When members of the HIT Policy Committee met on April 4 in Washington, many expressed concerns that the proposed Stage 2 meaningful use regulations would require eligible providers to collect data for too many measures.
That burden poses problems from the start, said some committee members, noting that the cost of $10,000 per measure for physician practices to have their certified electronic health record systems updated makes the 120 proposed new measures unreasonable.
Another area of concern: The measures are being collected, but won’t be used by the federal government for some time, if at all, to improve public health.
National Coordinator for Health Information Technology and Committee Chair Farzad Mostashari, MD, agreed. Collecting data that’s not going to be used seems pointless, he said. The federal government needs to connect data collection with the elimination of disparities to show providers “why we’re doing it,” he said.
Paul Tang, vice chair of the committee, said Wednesday’s discussion of the proposal was only a start. The committee’s workgroups would consider feedback from the entire committee and return with updated recommendations for the group’s approval at the HIT Policy meeting on May 2. The group’s approved recommendations are due to Mostashari by May 7, Tang said.
The proposed meaningful use Stage 2 rule was released Feb. 23, with the comment period closing in May. The government is expected to release a final rule this summer. The meaningful use rules are used to qualify eligible Medicare and Medicaid providers for federal incentives for electronic health record adoption.
David Lansky, chair of the committee’s quality measures workgroup, said his group was somewhat satisfied with the proposal.
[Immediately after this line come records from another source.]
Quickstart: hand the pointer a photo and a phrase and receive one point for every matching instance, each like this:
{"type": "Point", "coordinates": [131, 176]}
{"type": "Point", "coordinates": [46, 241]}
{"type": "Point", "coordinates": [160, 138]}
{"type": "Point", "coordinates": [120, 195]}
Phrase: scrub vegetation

A number of the measures recommended by the workgroup made it into the proposed rule.
“We feel good about the framework,” he said of the Stage 2 proposal. “We want to continue to advocate the right framework, but of course, the question now is how to accelerate the ability to use this framework in common care settings.”
On the downside, Lansky said the workgroup does not think care coordination is adequately addressed by the proposal. Members also think “the availability of some of the measures is pretty thin.”
Very few providers would have cases that would allow them to collect the specified data. “It doesn’t apply to very many physicians,” Lansky said. “We’re not going to be able to see a lot of measured improvement around care coordination if this is the best we’re able to do over the next three years.”
In addition, Lansky’s workgroup frowned on the proposed use of check boxes for physicians to acknowledge they’ve captured data.
Tang agreed on this. The strength of electronic health records is that they allow data collection to be automated. Using the checkbox method runs counter to that. “If it’s not automated, you’ve just added more work to every doctor’s life,” he said.
“Adding what is possible to what is feasible is an important part of this conversation,” Tang said at the end of the meeting. He anticipated discussion around the measures to be even more intense at the May meeting. He also stressed urgency. “If we can’t get a move on, we won’t make this happen," he said. "We’re not going to have these measures until four or five years from now. It just takes that long.”